仁「ちょっと引っ掛けたら取れてしまった、というのは悲しいからな」

礼子「ですね」




挿絵(By みてみん)


仁「で、完成だ」

礼子「いい艶ですね」

仁「実物はテカテカだぞ」

礼子「色がちょっとだけ濃くなりましたね」

仁「シェラックニスの色が茶色がかっていたからな」

礼子「ウレタンやラッカー、エポキシなどの塗料なら透明にできそうですね」

仁「だろうな」今回はシェラックニスの紹介もあったし

礼子「シェラックはどちらかというと洋風の作品に合いそうですね」

仁「そうだな。

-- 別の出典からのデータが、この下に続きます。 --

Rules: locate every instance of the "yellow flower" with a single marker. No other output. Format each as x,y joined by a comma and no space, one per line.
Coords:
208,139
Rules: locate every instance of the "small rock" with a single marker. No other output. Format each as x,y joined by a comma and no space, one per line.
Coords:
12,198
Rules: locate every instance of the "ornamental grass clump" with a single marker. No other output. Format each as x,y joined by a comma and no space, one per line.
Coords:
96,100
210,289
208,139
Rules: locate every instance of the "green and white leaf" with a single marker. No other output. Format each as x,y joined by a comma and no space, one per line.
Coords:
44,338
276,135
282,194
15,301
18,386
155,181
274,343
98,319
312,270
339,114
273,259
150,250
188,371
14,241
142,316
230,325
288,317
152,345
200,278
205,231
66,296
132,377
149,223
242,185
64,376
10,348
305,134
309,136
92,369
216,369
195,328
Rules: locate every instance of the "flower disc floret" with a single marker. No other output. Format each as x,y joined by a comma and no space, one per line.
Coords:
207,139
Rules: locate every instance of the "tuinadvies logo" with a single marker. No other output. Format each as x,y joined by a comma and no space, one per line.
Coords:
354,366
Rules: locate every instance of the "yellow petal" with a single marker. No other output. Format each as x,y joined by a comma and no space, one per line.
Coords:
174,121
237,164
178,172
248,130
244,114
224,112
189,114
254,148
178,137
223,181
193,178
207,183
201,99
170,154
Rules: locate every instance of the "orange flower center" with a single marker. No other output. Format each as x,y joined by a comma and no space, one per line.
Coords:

漆は和風、シェラックは洋風だな」

礼子「エレキギターにも使っている方がいらっしゃるようです」

仁「ただ、アルコールに溶けるので、食器には不向きだな」他の塗料でコーティングすれば別ですが

礼子「シェラック独特の風合いがなくなりますものね」

仁「そういうことだな」




*   *   *


仁「ということで今回は『寄木ブローチとシェラック仕上げ』でした」

礼子「お疲れ様でした」

仁「加工時の怪我や、アルコールの取り扱いにはご注意ください」

礼子「火気厳禁ですね」

仁「最近は乾燥注意報が出ているしな」

礼子「火の用心、ですね」


仁「2024年の更新はこれでおしまいです」

礼子「今年一年、ご覧くださってありがとうございました」


仁・礼子「「それでは皆様、ごきげんよう。佳いお年を」」

 ごらんいただきありがとうございました。

 また来年、どうぞよろしくお願いいたします。